Das British-German Colloquium ist eine kleine, alle zwei Jahre stattfindende Tagung der vier Fachgesellschaften BPAS (British Psychoanalytic Society) ,BPA (British Psychoanalytic Association), DPV und DPG. Das diesjährige Thema war "Psychoanalysis with the body in mind- talking bodies, silent bodies" in Fortführung des Heidelberger Themas 2015 „Psychoanalysis with the body in mind – working on the ‚mysterious leap’ “
To keep something in mind würde ich übersetzen mit: etwas im Sinn behalten, die Wahrnehmung wach halten für etwas. To keep the body in mind verstand ich als das Bemühen, die Wahrnehmung für den Körper, das Körperliche, oder noch allgemeiner: das Körperlich-Sinnliche im analytischen Kontakt zu schärfen und in seiner Bedeutung zu reflektieren.

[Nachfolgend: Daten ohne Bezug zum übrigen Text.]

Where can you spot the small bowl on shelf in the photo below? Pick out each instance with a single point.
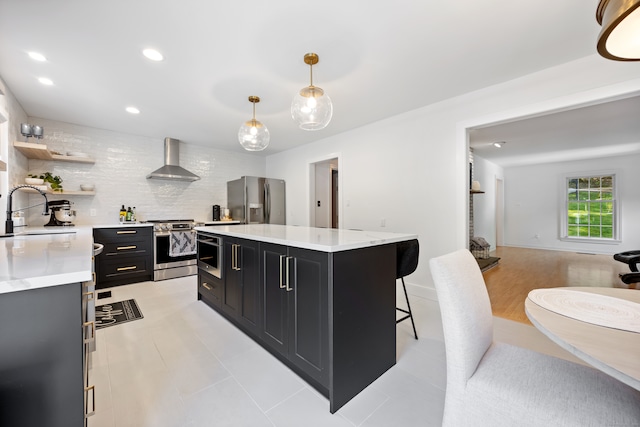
(34, 181)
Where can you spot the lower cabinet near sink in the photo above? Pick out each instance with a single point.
(330, 317)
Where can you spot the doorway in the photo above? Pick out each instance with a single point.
(324, 191)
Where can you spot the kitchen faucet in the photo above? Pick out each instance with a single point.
(9, 222)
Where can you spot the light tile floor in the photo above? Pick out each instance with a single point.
(185, 365)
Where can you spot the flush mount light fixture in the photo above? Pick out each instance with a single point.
(619, 38)
(253, 135)
(152, 54)
(311, 108)
(37, 56)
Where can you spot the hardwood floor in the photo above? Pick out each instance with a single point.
(521, 270)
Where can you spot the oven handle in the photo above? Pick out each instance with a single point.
(211, 241)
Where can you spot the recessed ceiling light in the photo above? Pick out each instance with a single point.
(153, 54)
(37, 56)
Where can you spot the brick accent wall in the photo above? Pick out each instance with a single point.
(119, 174)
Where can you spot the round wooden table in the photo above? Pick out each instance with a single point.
(615, 352)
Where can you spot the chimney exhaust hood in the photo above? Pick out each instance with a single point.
(172, 169)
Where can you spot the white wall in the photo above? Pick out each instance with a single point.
(412, 169)
(122, 164)
(16, 164)
(484, 205)
(533, 202)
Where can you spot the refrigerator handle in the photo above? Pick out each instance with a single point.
(267, 203)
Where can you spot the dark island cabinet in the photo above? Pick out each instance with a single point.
(127, 256)
(240, 296)
(295, 307)
(41, 361)
(329, 316)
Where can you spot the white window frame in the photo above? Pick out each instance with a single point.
(564, 228)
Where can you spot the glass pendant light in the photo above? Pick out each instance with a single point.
(620, 36)
(253, 135)
(311, 107)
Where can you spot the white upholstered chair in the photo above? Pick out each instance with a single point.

Das Thema enthält die Aufforderung, den Körper nicht aus dem Blick zu verlieren, und sie scheint notwendig, denn, wie Ingo Focke in seinem Hauptvortrag abschließend sagte: obwohl „Körper kaum jemals stumm sein können“, sei es doch verwunderlich, „in welchem Ausmaß sie unbeachtet bleiben können“ .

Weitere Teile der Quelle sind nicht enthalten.